The detector only reports VDIs converted from positive phase angles (0 to 180 degrees). The negative angles aren't valid assuming that the machine is calibrated correctly. In the ground probe screen, you may see negative angles if you are holding the coil in the air so there is no real signal coming in - just noise, or you haven't zeroed it first. Once you zero the machine and lower it to the ground, or read your target, your phase angles should come in between 0 and +180 (as with anything there will be exceptions - ground conditions, noise, what have you). A ferrite bead will come in very close to 180 degrees (-95 VDI) which is close to where most normal ground comes in and pure conductors will come in around 0 degrees (+95 VDI). Salt water (wet beach or fields with lots of fertilizer and wet) comes in close to 90 degrees (0 VDI) Approximate numbers.
Ground should fall between 0 and 180 degrees. In air, when you zero the detector, you will see phases of both positive and negative values - those are just noise and don't pay attention to them. If you are getting a negative phase for any of the frequencies when you lower the loop to the ground however, you probably have an overload problem. Most ground that we see is 178 (-94) to 165 degrees except salt which falls close to 90 degrees (VDI 0).
Nonferrous targets (coins and such).VDI 0 - +95
The VDI reading is converted from the ground phase normalized to standard VDI units. It's either going to be from the strongest signal if the detector is running best data, or the average of the two strongest signals if correlate is selected. If you have ground coming in at -94(VDI) with a signal strength of 2% and another ground coming in at -91 with a signal strength of 7%, it would seem to me that the ground coming in at -91 is more mineralized even though it is a less negative VDI. 0-10%=low mineralization, 11-25%=moderate and 25% on up = high/very high. Try to keep it at 20% or less. The lower the mineralization, the slower one should sweep - which may mean a lower filter should be selected. The phase tells you composition (between purely ferrous and purely salt), while the signal strength tells you the concentration (more mineralized).
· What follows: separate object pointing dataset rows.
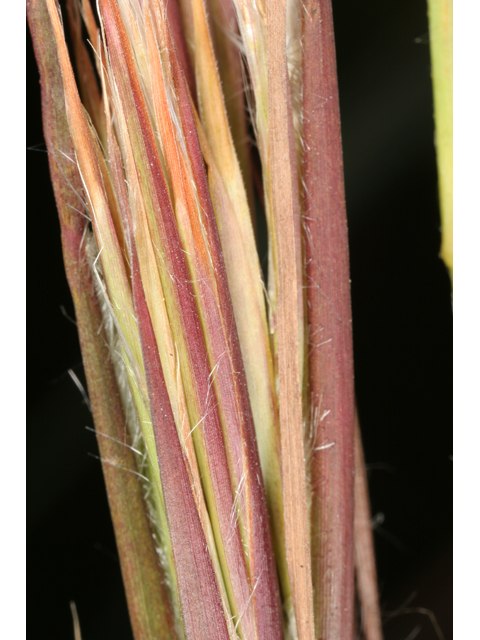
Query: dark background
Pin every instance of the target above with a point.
(402, 336)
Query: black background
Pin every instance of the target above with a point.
(402, 335)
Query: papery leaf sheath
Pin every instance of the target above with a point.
(176, 281)
(147, 597)
(284, 207)
(201, 606)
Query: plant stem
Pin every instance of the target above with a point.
(330, 330)
(147, 598)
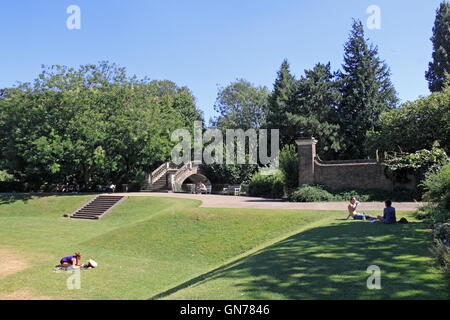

To get the phase of your target, put the coil on the ground away from the target and press the zero button - that captures the ground for separating its effects from the target. Then put your coil over the target. That should get you pretty close to the phase of the target. The VDI number at the top is the normalized reading. The numbers for each of the 3 frequencies are the phases that each frequency sees for the target. In the ground probe, the phase angles are not normalized, just the VDI. It was intended to be used to just check out the phase of the ground, but, it can also be used this way to check out a target if desired.